Contos de um Mundo com Esperança
Lisboa, Texto Editora, 2003
A tolerância, o direito ao ensino, a solidariedade, o preconceito ou o direito à diferença são apenas alguns dos temas abordados nestes sete contos infantis. Pode parecer difícil explicar às crianças assuntos tão complexos como estes. Mas não é em vão que estes autores escrevem para os mais pequenos; com uma linguagem clara e um estilo simples, tornam acessíveis mesmo os conceitos, à partida, mais ousados.
Um projecto desenvolvido em parceria com a Amnistia Internacional e que a Texto Editora se orgulhou de apresentar, fala das crianças e dos seus direitos e de um mundo de muitas cores que a todos nós cabe construir.
Os sete contos incluídos neste livro, cujas ilustrações são da autoria jovem Joana Gomes, foram escritos por Ana Maria Magalhães e Isabel Alçada, José Jorge Letria, Luísa Ducla Soares, Maria Alice N. Sarabando, Maria do Céu Ferro, Margarida Fonseca Santos e Matilde Rosa Araújo.
Um pombo curioso; O homem que ficou sem sono; A História de um herói contada em português; O umbigo de Umbelina; Um nome, um sentido; Um tribunal na sala de aulae Urpi e Lua Cheia são contos que convidam a uma viagem pelo imaginário infantil, guiada por alguns dos mais representativos autores portugueses.
"O homem que ficou sem sono ou a história de um herói contada em português" de José Jorge Letria
«Era uma vez um homem que um dia ficou sem sono. Queria dormir, mas não conseguia, apesar de sempre ter dormido bem. Quando fechava os olhos, não lhe saía da cabeça a tristeza que havia no olhar das crianças que se apinhavam junto da porta da casa onde morava e trabalhava. Era um homem bom que gostava do que fazia e que fora educado para obedecer às ordens dos seus superiores, estivesse onde estivesse. Nunca lhe passara sequer pela cabeça a possibilidade de um dia vir a infringir essa regra.
Esta história é verdadeira e aconteceu poucos dias antes de começar o Verão do ano de 1940. Ainda há muita gente viva que se lembra bem desse homem e daquilo que ele fez, deixando de pensar em si e pensando nos outros e na sua salvação. O homem era diplomata e nascera no norte de Portugal. Chamava-se Aristides de Sousa Mendes, era casado e tinha vários filhos. A sua carreira como cônsul levou-o até à cidade francesa de Bordéus, onde lhe chegaram as primeiras notícias do começo da Segunda Guerra Mundial quando as tropas alemãs atacaram a Polónia e a Inglaterra se opôs a essa agressão, em defesa da liberdade e da democracia, declarando que faria frente, pelas armas, aos agressores.
O homem era pessoa de bem e defensor da paz. Não podia aceitar a ideia de que alguém pudesse ser perseguido, torturado e morto só por ter ideias políticas diferentes ou outra religião. Fora educado para a tolerância e por isso respeitava os direitos dos outros. (...)
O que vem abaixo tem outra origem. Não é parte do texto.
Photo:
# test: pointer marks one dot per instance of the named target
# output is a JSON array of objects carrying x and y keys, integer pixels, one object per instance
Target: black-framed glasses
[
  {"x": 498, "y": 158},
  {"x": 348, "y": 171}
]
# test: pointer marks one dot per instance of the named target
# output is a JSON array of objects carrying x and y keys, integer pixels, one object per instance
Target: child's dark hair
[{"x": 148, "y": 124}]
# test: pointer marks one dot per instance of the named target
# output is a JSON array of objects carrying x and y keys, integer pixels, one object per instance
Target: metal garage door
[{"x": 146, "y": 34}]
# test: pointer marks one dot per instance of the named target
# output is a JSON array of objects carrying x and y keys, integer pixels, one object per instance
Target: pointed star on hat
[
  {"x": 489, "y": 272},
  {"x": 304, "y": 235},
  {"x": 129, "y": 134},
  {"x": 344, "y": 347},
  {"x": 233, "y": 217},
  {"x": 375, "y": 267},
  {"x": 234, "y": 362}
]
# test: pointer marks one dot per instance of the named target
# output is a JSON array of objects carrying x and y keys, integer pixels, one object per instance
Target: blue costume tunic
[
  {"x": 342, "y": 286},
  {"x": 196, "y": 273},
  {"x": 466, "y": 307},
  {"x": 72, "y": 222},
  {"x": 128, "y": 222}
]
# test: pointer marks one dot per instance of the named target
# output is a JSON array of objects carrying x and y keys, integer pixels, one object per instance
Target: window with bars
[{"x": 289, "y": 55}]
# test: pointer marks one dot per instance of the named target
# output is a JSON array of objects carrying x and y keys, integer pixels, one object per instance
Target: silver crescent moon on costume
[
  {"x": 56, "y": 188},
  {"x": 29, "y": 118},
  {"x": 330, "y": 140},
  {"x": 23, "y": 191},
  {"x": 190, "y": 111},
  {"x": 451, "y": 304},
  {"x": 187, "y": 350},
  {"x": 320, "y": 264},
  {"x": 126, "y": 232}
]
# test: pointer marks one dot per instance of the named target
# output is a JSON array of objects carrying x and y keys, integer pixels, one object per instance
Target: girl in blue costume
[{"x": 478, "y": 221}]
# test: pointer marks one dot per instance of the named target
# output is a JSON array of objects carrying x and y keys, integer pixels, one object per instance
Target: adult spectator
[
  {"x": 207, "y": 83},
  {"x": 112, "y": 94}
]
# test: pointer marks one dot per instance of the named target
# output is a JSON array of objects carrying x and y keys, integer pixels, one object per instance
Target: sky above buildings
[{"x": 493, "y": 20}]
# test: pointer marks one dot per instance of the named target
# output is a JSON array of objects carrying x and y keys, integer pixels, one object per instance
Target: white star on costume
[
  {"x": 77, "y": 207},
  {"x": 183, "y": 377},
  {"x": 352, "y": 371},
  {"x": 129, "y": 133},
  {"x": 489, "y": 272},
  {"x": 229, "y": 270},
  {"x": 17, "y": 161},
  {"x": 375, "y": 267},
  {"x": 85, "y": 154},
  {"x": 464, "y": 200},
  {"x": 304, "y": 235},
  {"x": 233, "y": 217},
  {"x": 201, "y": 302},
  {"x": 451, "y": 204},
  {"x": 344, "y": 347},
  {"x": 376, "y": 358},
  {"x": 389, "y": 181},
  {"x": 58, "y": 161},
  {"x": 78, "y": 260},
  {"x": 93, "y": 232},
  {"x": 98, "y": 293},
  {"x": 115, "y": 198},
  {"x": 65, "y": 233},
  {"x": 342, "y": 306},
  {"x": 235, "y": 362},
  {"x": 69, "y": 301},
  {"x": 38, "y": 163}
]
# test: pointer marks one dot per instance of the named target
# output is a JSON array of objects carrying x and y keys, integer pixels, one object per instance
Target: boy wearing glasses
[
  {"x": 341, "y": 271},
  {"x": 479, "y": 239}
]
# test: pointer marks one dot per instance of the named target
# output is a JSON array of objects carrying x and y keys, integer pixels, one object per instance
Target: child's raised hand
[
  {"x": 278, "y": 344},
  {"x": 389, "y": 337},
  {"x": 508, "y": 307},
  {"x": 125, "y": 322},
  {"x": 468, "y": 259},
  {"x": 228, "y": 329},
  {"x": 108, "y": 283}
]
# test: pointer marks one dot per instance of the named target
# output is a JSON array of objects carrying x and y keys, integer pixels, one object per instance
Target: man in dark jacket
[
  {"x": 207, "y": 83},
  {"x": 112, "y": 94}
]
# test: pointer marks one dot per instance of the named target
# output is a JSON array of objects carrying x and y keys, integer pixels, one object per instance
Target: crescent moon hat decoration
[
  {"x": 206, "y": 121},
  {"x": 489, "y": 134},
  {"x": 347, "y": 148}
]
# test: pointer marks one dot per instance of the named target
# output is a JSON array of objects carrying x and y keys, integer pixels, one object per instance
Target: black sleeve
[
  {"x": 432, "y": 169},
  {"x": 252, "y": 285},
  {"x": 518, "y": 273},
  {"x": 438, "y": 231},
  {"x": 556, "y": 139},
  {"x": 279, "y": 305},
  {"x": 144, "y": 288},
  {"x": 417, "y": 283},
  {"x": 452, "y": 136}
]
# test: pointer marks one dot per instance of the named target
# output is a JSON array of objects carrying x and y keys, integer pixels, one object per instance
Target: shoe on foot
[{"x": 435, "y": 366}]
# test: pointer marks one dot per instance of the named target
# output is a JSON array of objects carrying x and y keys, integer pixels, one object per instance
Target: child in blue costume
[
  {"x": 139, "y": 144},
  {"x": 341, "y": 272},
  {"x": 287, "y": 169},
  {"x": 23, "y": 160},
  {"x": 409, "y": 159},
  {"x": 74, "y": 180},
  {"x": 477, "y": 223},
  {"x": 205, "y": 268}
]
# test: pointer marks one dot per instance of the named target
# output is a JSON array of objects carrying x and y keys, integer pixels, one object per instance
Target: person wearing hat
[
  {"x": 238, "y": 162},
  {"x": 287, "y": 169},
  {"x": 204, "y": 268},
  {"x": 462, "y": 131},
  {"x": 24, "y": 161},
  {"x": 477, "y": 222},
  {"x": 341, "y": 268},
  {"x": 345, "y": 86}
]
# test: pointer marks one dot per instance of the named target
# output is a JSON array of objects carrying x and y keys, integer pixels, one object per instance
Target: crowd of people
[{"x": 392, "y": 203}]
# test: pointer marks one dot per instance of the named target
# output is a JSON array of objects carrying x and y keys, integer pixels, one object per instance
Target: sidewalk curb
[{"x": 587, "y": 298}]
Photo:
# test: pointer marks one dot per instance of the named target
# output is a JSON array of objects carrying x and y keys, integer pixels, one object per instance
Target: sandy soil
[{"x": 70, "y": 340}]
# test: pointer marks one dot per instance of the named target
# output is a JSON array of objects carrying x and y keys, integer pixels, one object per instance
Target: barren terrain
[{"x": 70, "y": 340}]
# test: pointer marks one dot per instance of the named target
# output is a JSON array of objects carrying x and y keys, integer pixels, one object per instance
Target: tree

Três dias bastaram para que o cônsul Aristides de Sousa Mendes abrisse a milhares de refugiados as portas para a liberdade, desobedecendo a Salazar e ao regime que ele dirigia. Por isso foi prontamente banido da carreira diplomática e proibido de exercer qualquer actividade profissional, morrendo na miséria em 1954, com os filhos dispersos por países como os Estados Unidos, onde puderam estudar e seguir as suas carreiras. Num dia quente de Junho de 1940, no Rossio, em Lisboa, um menino de cabelo loiro perguntou aos pais, enquanto estes procuravam uma pensão ou um hotel onde se pudessem instalar até conseguirem arranjar bilhetes num barco ou num avião para Nova Iorque:
— Como é que se chama aquele senhor que, em Bordéus, nos passou os vistos para podermos chegar a este país?
O pai, não contendo uma lágrima comovida, respondeu-lhe:
— Chama-se herói, filho. Quem faz o que ele fez por nós só pode ter esse nome.
Ainda não houve um grande realizador de cinema que fizesse um filme sobre esta história verdadeira, à semelhança do que Steven Spielberg fez com Oskar Schindler, mas pode ser que ainda venha a ser feito. Nunca é tarde para celebrar os feitos dos heróis.
Naquelas noites quentes de Junho de 1940, havia em Bordéus um português que não conseguia dormir. Não lhe saía da memória a aflição das crianças que queriam ver abrir-se a porta que as deixasse seguir o caminho até à liberdade. Essa porta abriu-se e por ela passou uma réstia de luz, desenhando no cetim negro do céu, entre as estrelas, a linda palavra ォEsperançaサ, escrita em português como esta história verdadeira que é sempre bom contar e recontar.
Porquê? Porque é sempre possível que a tragédia volte a acontecer, onde e quando menos se espera.»